A good portion of the book is taken up with the criticism of what Radner regards as half-measures. The “critical realist” approach of N. T. Wright, for example, uses historical analysis to understand what “more or less” took place in the past and to uncover the worldviews of biblical texts. Though it promotes respect for the “otherness” of the Bible, it does nothing to explain how and why the Bible, a product of the “past,” remains true in the present. Post-liberal theologians also fall short in this respect. By laying too much emphasis on the role that language plays in theological systems and too little on the work that language does in our relation to God and the world, post-liberal approaches isolate scriptural language from reality. The Bible is not only a source for coherent theological vocabularies; it must also be true to the world in which we live.
And so on. Figural reading as Radner describes it refuses to make peace with religious pluralism and modern biblical criticism. In this sense, the book is an “apologia for traditional Christian ways of looking at the world.” Readers should be warned, however, that despite its clear aim, the book is not an easy read. Radner zig-zags across analytic philosophy, church history, biblical studies, and modern theology. Another layer of difficulty is added by his prose—rich, lyrical, and penetrating, but sometimes dense, winding, and aphoristic.

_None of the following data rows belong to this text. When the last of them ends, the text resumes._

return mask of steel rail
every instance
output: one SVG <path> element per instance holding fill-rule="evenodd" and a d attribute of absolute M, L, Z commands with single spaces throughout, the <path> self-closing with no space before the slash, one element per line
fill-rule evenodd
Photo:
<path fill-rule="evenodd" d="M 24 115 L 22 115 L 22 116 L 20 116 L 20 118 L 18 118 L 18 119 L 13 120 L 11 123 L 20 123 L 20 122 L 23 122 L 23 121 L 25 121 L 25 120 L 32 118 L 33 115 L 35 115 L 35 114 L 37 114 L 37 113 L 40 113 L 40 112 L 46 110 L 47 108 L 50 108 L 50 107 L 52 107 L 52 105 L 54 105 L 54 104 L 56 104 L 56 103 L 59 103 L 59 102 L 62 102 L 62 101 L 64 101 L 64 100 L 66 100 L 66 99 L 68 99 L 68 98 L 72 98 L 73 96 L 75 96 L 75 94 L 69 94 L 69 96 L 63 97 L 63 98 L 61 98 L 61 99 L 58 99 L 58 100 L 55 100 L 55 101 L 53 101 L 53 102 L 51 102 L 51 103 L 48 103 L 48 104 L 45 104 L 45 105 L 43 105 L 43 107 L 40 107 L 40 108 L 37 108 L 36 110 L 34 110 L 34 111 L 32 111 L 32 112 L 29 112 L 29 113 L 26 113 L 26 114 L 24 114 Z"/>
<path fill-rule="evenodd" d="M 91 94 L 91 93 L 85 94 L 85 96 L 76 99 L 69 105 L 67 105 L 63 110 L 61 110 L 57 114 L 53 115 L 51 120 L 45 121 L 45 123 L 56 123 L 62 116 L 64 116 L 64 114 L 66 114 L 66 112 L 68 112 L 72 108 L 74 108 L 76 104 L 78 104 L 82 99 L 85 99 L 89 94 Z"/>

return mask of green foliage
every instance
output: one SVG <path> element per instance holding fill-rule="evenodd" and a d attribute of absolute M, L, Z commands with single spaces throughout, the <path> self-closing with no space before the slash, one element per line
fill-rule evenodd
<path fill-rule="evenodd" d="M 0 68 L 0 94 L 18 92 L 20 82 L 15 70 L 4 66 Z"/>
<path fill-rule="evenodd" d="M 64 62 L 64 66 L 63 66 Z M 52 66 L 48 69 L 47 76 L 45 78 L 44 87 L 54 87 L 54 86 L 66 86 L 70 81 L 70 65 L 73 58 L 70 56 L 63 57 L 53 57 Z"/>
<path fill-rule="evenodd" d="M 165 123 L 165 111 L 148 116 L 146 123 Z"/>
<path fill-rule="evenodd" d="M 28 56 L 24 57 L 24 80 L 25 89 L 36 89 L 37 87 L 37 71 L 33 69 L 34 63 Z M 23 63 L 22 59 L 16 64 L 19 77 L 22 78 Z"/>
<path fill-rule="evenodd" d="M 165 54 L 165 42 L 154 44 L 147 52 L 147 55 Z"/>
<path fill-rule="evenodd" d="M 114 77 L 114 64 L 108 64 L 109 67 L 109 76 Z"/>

For all this, though, Time and the Word repays careful and patient attention. Radner has a bold and far-reaching argument to make. To the extent that he succeeds in making a compelling theological case for figural reading, he also succeeds in reminding the reader just how strange, demanding, and uncertain figural reading can be. Radner cites, for example, the case of one of Christendom’s most influential interpreters, Bernard of Clairvaux. Figural reading led Bernard to advocate passionately for the Second Crusade, a campaign against the Muslims that went disastrously wrong. When it failed, Bernard was crushed and mortified. As a figural reader, he was initially misled in discerning the proper referents of scriptural language. And then, as Radner notes, he was led back to God by the Scripture’s own figurations of repentance. In drawing text and world together, the figural reader risks much.
In contrast to figural reading, the critical objectivity of the modern reader is safe and familiar. It domesticates Scripture and insulates it from life. What the non-figural reader loses, though, is a certain intimacy with God and the world. He forsakes a form of knowledge that is based on intellectual submission, one that comes not by “figuring the Bible out” but by “figuring ourselves in.” Radner closes the book by disclosing the ultimate reason for a return to figural reading: “in some small measure, to once again be led, and once again be found.” The statement is open-ended: found how? led where? How this can be—and what ultimately follows—only the God of the living can say.
Michael C. Legaspi is associate professor of classics at Pennsylvania State University.